Hiéroglyphes et pattes de mouche
Entrons dans le vif du sujet : Sibelius G7 offre des fonctions avancées pour annoter avec une facilitée déconcertante tous les effets que nous utilisons couramment (bend, pré bend, glissé, vibrato, hammer on, pull off, harmonique sifflantes etc.).
Voyons comment la chose se passe avec l’un des plus compliqué : le bend.
On entre une note – un ré par exemple, sur la partition (celle qui sera frettée).
On tape J sur le clavier, de façon à faire apparaître un petit « chapeau chinois ».
On entre la seconde note qui sera créée par le bend, un Fa# par exemple. Le » chapeau chinois " relie maintenant les deux notes.
Copiez/collez le solfège dans la tablature, et observez : une flèche ascendante par du Ré 3ème case sur la corde de Si, avec, au dessus de la pointe, le chiffre 2, indiquant que l’on tire la note de deux tons.
Mais l’on peut évidemment partir de la tablature : Entrez 3 dans cette dernière sur la corde de Si, et tapez J sur le clavier. Une flèche s’affiche. Entrez ensuite 7 sur la même corde. Un petit 2 s’affichera au dessus de la pointe. Copiez/collez ensuite dans le solfège. Le bend d’un ton s’affiche avec l’indication « Full ».
Pour les micros bend, on sélectionnera la pointe de la flèche qu’on rapprochera de la note frettée. L’indication ¼ apparaîtra alors. Avouez que la chose est simplissime !

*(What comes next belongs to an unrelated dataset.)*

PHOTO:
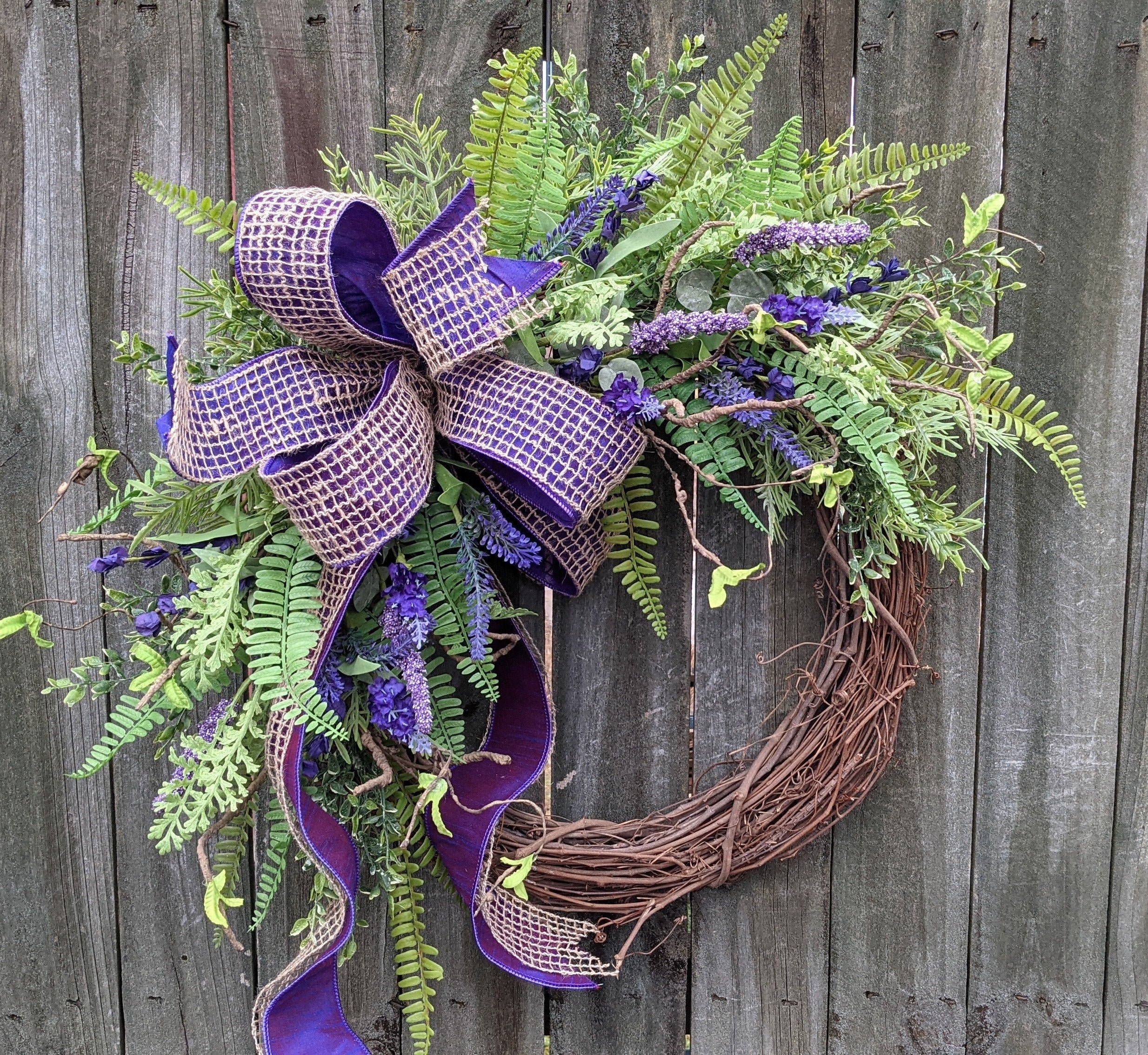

Hélas, certaines notations donneront tout de même un peu de fil à retordre au novice. Citons par exemple l’édition de figures rythmiques tels que les duolets, triolets, sextolets ou quintolets. Contrairement aux autres figures, leur écriture ne se réalise à l’aide du « keypad », mais en sélectionnant la note ou la valeur de départ, et en pressant en même temps Ctrl et la valeur numérique souhaitée sur le clavier principal. Pas très intuitif, d’autant que si l’onglet 'Help’ permet de trouver la solution à la plupart des problèmes, certaines lourdeurs subsistent.
Lorsque le score est terminé et que l’on veut se débarrasser des mesures vierges non utilisées, il faut cliquer dans la mesure que l’on souhaite supprimer en pressant Ctrl, et appuyer sur Suppr. Pourquoi pas ? Mais le manuel n’indique rien de très clair à ce sujet… Relativisons tout de même, ce genre de petits détails n’a rien de très gênant une fois qu’on a pris ses repères.
Sibelius G7 intègre aussi Kontakt player, une version limitée du célèbre sampler virtuel signé Native Instruments. Permettant de jouer jusqu’à huit sons simultanément, ce dernier est ici un bonus appréciable, sans pour autant compter parmi les points les plus intéressant du logiciel. S’il est intéressant d’avoir un retour son pour travailler ses partitions, le rendu offert par les samples n’a en effet rien de très crédible. La chose n’a cependant rien de rédhibitoire dans la mesure où, à ce jour, aucun éditeur de samples n’est jamais parvenu à proposer des banques crédibles en toutes circonstances (les bends ou les subtilités des attaques sonnent très artificiel)
Conclusion
Avec le G7, Sibelius place la barre assez haut et risque de convaincre bon nombre de guitaristes habitués à utiliser d’autres softs, tels que Guitar Pro ou Power Tab. Vendu sous la barre des 200 €, G7 a su conserver les principales qualités de Sibelius 3 en les adaptant à l’univers des instruments à cordes pincées : que ce soit pour saisir des relevés complexes ou griffonner de simples idées façon 'bloc-notes’, les guitaristes trouveront en lui un outil mariant souplesse, richesse et puissance. Au prix d’une incontournable phase d’apprentissage, ces derniers ne devraient pas se sentir limité avant longtemps…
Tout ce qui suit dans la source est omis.